Сейчас, когда я пишу эту повесть, письмо лежит передо мной, и я переписываю его от слова до слова.
«Дорогие братики!» — так начиналось это письмо, и слово «братики» сразу ввело нас в атмосферу детского дома и заставило вспомнить Афанасия Семеновича и нашу детскую жизнь, в которой много было хорошего, в которой у нас были секретные разговоры, и общие планы, и общие мысли, и общие надежды. И Петька, теперь опустившийся,— мы уже знали, что он опустившийся человек,— увиделся нам верным нашим другом, и как-то сразу понял я, да нет, наверное, мы все трое поняли, что если он и опустился, если жизнь его и не удалась, то есть в этом, конечно, и его вина, но еще больше вина наша, нас, «братиков», дважды его предавших.
Юра, прочитав обращение, помолчал и пожевал губами. У меня в горле тоже стоял ком.
— «Дорогие братики,— снова начал читать Юра,— я всегда знал, что когда-нибудь мне придется вам все рассказать. Я только думал, что это будет гораздо позже, да надеялся, что, может быть, этого и совсем не будет, что прежде меня раздавит машина или кто-нибудь треснет бутылкой по голове. Так или иначе, вы едете ко мне, и я предпочитаю написать письмо, чем посмотреть вам в глаза. Думаю, что больше вас никогда не увижу. Не потому, конечно, что мне не хочется. Я бы с радостью отдал весь остаток своей никчемной, дурацкой жизни за то, чтобы хоть разок посидеть нам всем, вчетвером, поговорить, как мы говаривали прежде.
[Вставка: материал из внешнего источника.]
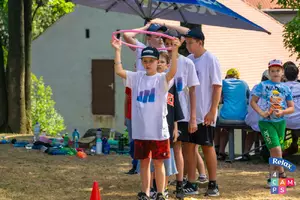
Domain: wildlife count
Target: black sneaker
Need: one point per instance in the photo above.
(160, 196)
(143, 196)
(179, 192)
(212, 190)
(190, 189)
(153, 194)
(131, 171)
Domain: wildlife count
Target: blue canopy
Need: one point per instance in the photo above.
(209, 12)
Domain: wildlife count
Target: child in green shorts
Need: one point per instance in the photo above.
(276, 101)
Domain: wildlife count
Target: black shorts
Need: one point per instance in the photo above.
(183, 131)
(203, 136)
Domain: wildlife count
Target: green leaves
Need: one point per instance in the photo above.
(291, 35)
(48, 13)
(291, 31)
(42, 107)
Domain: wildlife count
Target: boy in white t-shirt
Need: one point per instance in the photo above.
(291, 72)
(208, 95)
(152, 40)
(149, 110)
(186, 80)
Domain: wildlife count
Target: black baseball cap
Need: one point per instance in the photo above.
(157, 27)
(195, 33)
(150, 52)
(173, 33)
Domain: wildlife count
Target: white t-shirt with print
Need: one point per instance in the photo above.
(138, 51)
(185, 78)
(149, 105)
(209, 73)
(293, 120)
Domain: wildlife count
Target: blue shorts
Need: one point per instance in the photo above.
(129, 128)
(170, 165)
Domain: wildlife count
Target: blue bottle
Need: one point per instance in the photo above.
(75, 136)
(105, 146)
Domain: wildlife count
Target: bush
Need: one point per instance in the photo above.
(42, 108)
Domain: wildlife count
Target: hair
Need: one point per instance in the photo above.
(165, 56)
(291, 71)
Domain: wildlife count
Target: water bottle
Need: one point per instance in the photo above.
(112, 134)
(98, 142)
(66, 140)
(37, 129)
(76, 136)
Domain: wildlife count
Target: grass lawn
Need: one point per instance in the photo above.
(31, 174)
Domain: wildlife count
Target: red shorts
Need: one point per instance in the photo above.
(155, 149)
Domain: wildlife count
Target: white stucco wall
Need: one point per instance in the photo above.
(62, 55)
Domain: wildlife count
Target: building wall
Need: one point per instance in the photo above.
(282, 17)
(62, 55)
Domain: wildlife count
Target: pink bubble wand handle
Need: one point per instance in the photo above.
(143, 32)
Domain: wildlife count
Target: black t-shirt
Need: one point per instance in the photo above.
(174, 110)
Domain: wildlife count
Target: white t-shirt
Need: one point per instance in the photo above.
(209, 73)
(138, 51)
(293, 120)
(252, 116)
(149, 105)
(185, 78)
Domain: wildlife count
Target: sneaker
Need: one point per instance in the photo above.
(268, 183)
(212, 191)
(222, 156)
(166, 193)
(153, 194)
(131, 171)
(179, 193)
(160, 196)
(143, 196)
(190, 189)
(202, 180)
(184, 181)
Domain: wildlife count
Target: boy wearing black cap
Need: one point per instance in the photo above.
(208, 95)
(152, 40)
(149, 110)
(186, 80)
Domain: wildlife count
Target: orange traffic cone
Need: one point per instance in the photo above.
(95, 195)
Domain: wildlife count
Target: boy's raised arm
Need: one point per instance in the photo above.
(118, 64)
(173, 68)
(130, 37)
(180, 29)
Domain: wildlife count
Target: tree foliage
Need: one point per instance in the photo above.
(43, 107)
(291, 31)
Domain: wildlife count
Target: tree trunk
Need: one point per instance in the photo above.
(3, 92)
(28, 37)
(16, 67)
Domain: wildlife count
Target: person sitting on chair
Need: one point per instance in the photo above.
(291, 72)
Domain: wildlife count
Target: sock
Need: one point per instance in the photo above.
(178, 184)
(202, 176)
(212, 183)
(154, 185)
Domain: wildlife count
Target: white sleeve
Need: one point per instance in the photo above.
(130, 79)
(215, 72)
(192, 74)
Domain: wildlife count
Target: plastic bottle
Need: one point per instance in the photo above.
(37, 129)
(75, 136)
(105, 146)
(98, 142)
(66, 140)
(112, 134)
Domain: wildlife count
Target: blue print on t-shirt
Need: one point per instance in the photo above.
(146, 96)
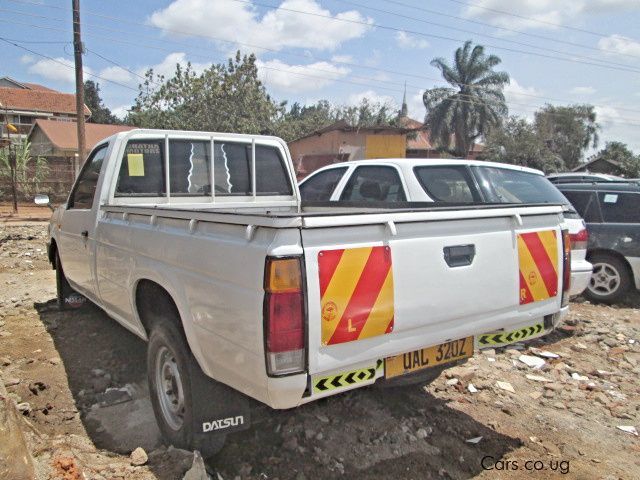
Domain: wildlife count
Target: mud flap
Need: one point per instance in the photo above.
(217, 408)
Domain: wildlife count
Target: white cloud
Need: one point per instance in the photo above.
(167, 67)
(516, 95)
(373, 97)
(116, 74)
(276, 29)
(532, 13)
(617, 44)
(299, 78)
(406, 40)
(342, 59)
(121, 111)
(59, 69)
(582, 91)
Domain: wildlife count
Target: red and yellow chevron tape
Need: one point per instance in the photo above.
(356, 291)
(538, 254)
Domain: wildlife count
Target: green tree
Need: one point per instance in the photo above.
(517, 142)
(472, 106)
(99, 112)
(619, 153)
(568, 131)
(29, 171)
(225, 97)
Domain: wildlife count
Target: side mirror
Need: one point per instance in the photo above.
(42, 200)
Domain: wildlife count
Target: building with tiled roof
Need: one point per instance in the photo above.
(21, 104)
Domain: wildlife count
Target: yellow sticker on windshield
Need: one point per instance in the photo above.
(135, 162)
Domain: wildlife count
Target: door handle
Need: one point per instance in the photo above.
(459, 255)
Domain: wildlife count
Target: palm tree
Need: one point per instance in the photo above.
(472, 105)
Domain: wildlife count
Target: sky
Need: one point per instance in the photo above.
(555, 51)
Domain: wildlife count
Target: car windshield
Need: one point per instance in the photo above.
(504, 185)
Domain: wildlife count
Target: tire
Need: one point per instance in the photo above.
(609, 281)
(63, 289)
(169, 363)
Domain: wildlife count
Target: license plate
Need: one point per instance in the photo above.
(428, 357)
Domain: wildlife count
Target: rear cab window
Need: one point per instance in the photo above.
(448, 183)
(320, 186)
(620, 207)
(374, 183)
(585, 203)
(143, 169)
(505, 185)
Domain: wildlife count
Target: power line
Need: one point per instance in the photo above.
(306, 75)
(514, 42)
(117, 40)
(63, 64)
(498, 27)
(429, 35)
(608, 65)
(293, 54)
(530, 19)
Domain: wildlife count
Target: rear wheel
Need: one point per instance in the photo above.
(63, 289)
(610, 279)
(170, 386)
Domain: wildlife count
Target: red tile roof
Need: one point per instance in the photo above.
(63, 135)
(37, 98)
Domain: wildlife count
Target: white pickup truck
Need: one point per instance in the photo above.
(198, 243)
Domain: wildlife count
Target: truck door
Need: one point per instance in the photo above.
(76, 231)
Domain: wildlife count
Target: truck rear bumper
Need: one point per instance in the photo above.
(295, 390)
(580, 276)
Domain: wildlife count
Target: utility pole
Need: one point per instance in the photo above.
(78, 50)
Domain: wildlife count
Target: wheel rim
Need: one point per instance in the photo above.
(605, 279)
(169, 388)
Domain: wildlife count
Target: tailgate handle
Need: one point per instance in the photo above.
(459, 255)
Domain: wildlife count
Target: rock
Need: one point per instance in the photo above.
(532, 362)
(291, 444)
(24, 408)
(100, 384)
(138, 457)
(505, 386)
(197, 470)
(37, 387)
(537, 378)
(10, 382)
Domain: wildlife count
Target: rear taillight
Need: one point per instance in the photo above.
(579, 240)
(566, 267)
(284, 316)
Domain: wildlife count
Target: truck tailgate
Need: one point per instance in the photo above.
(414, 280)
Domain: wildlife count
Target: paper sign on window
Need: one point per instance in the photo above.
(135, 162)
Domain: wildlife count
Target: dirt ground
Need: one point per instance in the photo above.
(560, 420)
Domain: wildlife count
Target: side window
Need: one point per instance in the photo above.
(85, 188)
(586, 204)
(232, 170)
(620, 207)
(142, 170)
(320, 186)
(189, 168)
(377, 184)
(447, 184)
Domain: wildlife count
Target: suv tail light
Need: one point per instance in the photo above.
(579, 240)
(566, 266)
(284, 317)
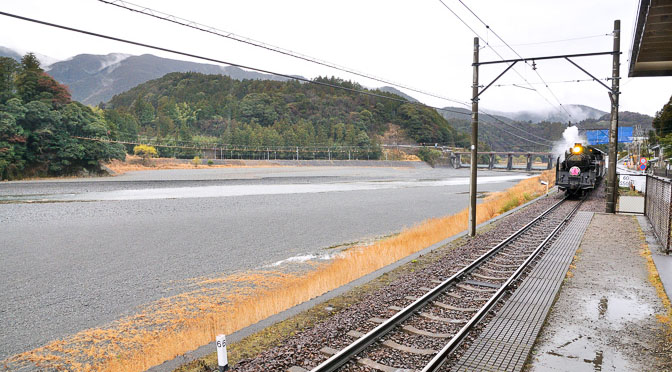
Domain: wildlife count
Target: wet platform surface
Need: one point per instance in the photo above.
(508, 339)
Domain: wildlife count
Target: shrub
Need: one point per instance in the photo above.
(430, 156)
(196, 161)
(146, 152)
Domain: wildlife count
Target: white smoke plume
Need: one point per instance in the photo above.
(570, 137)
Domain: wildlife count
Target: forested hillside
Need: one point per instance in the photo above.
(215, 108)
(38, 121)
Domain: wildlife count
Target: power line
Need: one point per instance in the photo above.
(534, 68)
(229, 35)
(289, 77)
(241, 66)
(553, 41)
(497, 53)
(551, 82)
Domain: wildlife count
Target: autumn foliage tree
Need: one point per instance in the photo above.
(39, 123)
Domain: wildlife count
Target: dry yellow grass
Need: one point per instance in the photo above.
(654, 279)
(134, 163)
(173, 326)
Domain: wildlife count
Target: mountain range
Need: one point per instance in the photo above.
(93, 79)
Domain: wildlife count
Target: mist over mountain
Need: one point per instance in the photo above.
(6, 52)
(578, 113)
(396, 91)
(97, 78)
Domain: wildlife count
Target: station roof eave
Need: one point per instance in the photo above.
(651, 52)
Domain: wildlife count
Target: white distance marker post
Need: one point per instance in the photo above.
(222, 359)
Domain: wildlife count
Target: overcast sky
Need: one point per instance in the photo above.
(417, 43)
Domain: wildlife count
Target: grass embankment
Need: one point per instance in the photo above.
(136, 163)
(175, 325)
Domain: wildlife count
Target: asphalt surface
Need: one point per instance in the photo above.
(80, 253)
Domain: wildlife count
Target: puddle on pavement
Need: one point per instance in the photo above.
(617, 311)
(574, 350)
(579, 353)
(245, 190)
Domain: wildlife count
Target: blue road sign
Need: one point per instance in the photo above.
(600, 136)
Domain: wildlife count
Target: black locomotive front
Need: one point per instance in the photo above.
(581, 169)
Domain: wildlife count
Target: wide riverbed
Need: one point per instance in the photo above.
(80, 253)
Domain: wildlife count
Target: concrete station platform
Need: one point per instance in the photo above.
(599, 317)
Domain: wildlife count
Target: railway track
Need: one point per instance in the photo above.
(421, 333)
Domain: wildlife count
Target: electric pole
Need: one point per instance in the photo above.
(474, 144)
(612, 182)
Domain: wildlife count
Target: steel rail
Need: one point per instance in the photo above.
(440, 358)
(342, 357)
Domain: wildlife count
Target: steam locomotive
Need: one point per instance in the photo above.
(581, 170)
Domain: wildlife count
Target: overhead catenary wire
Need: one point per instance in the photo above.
(497, 53)
(192, 24)
(191, 55)
(256, 43)
(553, 41)
(519, 56)
(290, 77)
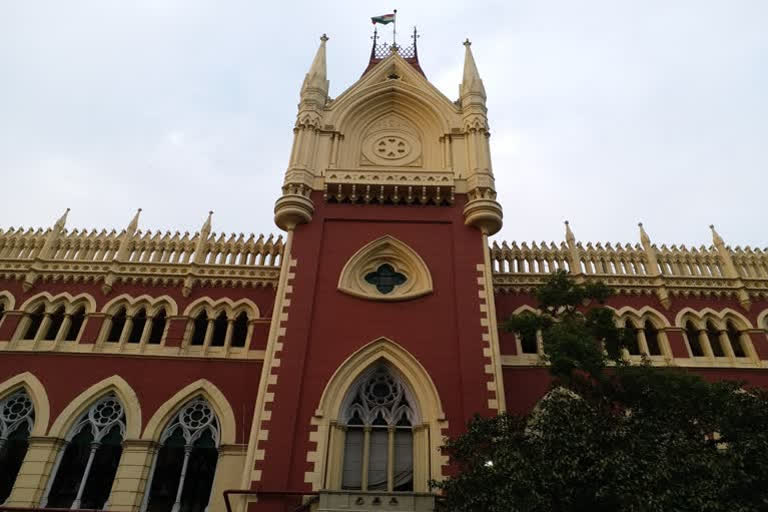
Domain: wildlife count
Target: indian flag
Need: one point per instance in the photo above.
(383, 19)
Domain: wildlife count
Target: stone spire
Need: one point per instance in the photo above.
(471, 83)
(59, 225)
(569, 237)
(316, 79)
(134, 224)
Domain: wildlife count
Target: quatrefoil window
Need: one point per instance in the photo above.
(392, 147)
(385, 278)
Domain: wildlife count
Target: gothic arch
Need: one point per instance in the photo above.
(660, 320)
(65, 298)
(421, 385)
(159, 420)
(224, 304)
(36, 392)
(80, 404)
(398, 255)
(700, 316)
(153, 303)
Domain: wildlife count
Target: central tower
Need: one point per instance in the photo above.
(385, 302)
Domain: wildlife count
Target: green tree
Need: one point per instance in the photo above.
(611, 436)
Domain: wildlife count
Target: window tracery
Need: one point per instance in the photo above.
(183, 471)
(219, 326)
(137, 322)
(378, 447)
(17, 417)
(53, 319)
(86, 469)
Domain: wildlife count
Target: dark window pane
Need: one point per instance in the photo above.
(103, 472)
(240, 330)
(35, 319)
(71, 469)
(11, 456)
(57, 318)
(219, 330)
(158, 328)
(118, 323)
(198, 328)
(137, 329)
(76, 323)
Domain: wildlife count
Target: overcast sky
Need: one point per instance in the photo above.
(605, 113)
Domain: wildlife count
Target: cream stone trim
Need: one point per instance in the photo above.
(202, 387)
(429, 462)
(37, 394)
(703, 314)
(403, 258)
(7, 300)
(270, 367)
(491, 349)
(116, 384)
(133, 304)
(762, 320)
(216, 306)
(53, 301)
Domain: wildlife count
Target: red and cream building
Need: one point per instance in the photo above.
(144, 371)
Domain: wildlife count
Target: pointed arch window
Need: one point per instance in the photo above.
(736, 340)
(35, 319)
(86, 469)
(57, 318)
(692, 335)
(117, 326)
(713, 335)
(137, 327)
(17, 417)
(378, 416)
(182, 475)
(76, 323)
(240, 330)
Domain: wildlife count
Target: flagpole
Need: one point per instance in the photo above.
(394, 30)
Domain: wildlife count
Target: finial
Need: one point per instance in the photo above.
(569, 234)
(716, 238)
(644, 238)
(59, 225)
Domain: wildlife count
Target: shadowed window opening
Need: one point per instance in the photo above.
(652, 338)
(240, 330)
(35, 319)
(158, 327)
(76, 323)
(714, 340)
(186, 463)
(199, 327)
(692, 334)
(219, 330)
(17, 416)
(137, 329)
(118, 323)
(385, 278)
(57, 318)
(734, 336)
(87, 468)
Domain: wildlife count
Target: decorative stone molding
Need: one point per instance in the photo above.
(386, 250)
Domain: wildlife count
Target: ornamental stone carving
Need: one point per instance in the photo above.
(386, 270)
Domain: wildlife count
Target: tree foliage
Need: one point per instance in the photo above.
(610, 435)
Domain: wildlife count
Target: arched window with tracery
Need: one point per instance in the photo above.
(17, 416)
(692, 336)
(182, 475)
(378, 415)
(86, 469)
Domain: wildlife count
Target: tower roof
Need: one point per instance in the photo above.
(380, 51)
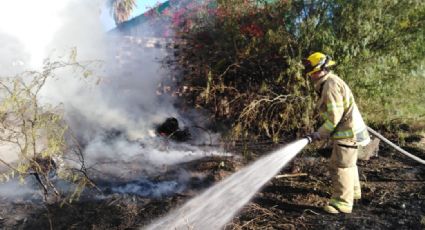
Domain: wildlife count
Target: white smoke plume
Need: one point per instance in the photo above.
(111, 112)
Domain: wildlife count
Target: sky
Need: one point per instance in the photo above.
(142, 6)
(35, 23)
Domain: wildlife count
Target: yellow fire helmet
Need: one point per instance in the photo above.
(316, 62)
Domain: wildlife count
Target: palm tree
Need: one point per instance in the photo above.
(121, 9)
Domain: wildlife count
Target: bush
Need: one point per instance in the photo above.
(241, 60)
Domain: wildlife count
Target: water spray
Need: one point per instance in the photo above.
(216, 206)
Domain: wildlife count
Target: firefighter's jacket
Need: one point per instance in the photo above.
(342, 118)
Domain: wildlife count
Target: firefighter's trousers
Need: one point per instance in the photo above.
(345, 176)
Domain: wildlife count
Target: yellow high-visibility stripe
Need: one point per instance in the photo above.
(343, 134)
(345, 104)
(329, 125)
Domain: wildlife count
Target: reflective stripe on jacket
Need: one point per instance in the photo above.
(342, 118)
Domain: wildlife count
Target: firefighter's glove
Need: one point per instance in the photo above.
(313, 137)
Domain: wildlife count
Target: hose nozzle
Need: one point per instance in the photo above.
(309, 138)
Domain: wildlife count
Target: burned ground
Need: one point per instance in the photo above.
(393, 197)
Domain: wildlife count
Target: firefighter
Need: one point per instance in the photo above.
(342, 123)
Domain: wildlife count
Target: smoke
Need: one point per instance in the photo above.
(114, 110)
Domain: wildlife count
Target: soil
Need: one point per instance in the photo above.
(393, 197)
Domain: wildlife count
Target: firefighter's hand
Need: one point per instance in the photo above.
(314, 136)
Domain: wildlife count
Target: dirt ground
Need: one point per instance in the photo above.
(393, 197)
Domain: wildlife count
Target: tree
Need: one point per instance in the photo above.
(37, 131)
(121, 9)
(244, 64)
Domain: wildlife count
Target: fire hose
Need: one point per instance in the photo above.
(382, 138)
(379, 136)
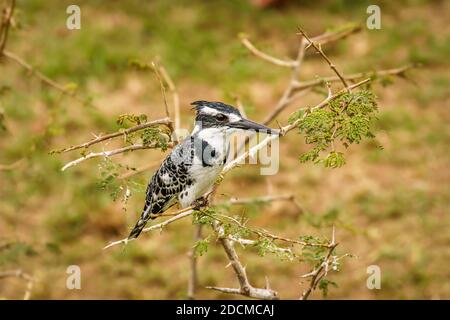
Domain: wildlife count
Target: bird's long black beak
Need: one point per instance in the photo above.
(246, 124)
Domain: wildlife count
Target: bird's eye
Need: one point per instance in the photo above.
(221, 117)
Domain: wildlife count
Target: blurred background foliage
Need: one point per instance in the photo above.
(390, 205)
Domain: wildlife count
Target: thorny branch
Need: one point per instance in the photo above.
(154, 123)
(109, 153)
(294, 90)
(322, 271)
(318, 48)
(245, 288)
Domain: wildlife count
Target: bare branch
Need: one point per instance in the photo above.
(5, 24)
(175, 96)
(164, 121)
(268, 198)
(109, 153)
(316, 82)
(163, 88)
(193, 275)
(333, 36)
(139, 170)
(286, 97)
(318, 274)
(330, 63)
В общем, я сам во всем виноват. Валить мне не на кого, да я этого и не хочу. Вкратце вот что произошло: когда я, единственный из четверых, не прошел по конкурсу, мне было, честно говоря, очень обидно. Я решил, что не буду надоедать вам своими переживаниями. Ссылаться на то, что на экзаменах играет роль случай,— значит, обманывать себя и вас. Я вам, конечно, наврал про своего приятеля, который меня зовет в Энск и обещает там работу и общежитие. Я просто взял карту и покатил горошину. Горошина остановилась на Энске, я туда и поехал. Я снял комнату у теперешних моих хозяев, а через две недели уже работал на заводе, получил общежитие и переехал. Опять у меня были равные с другими условия. Я опять участвовал в конкурсе. Только в том конкурсе, который я проходил в институте, из десяти человек выбывало девять и проходил один. Теперешний конкурс был много легче. Здесь из многих людей выбывал только один. И все-таки этим одним выбывшим опять ухитрился стать я. Вероятно, дело в том, что я человек ничтожный. Точно зубная боль, мучила меня мысль, что вы ушли далеко вперед, а я остался на месте. Знаю все, что вы бы сказали мне: тысячи людей в моем положении живут хорошо и хорошо работают, кончают заочный институт или техникум или просто получают высокую квалификацию и живут жизнью, заслуживающей уважения. Поэтому я и говорю, что я человек ничтожный. Зависть или уязвленное самолюбие, называйте как хотите, не давали мне покоя. Впрочем, может быть, и этому я придаю слишком большое значение. Всякий забулдыга ищет себе оправдание, и некоторые придумывают очень хитрые. Считайте, что просто я слабоволен и только поэтому стал тем, что я есть сейчас.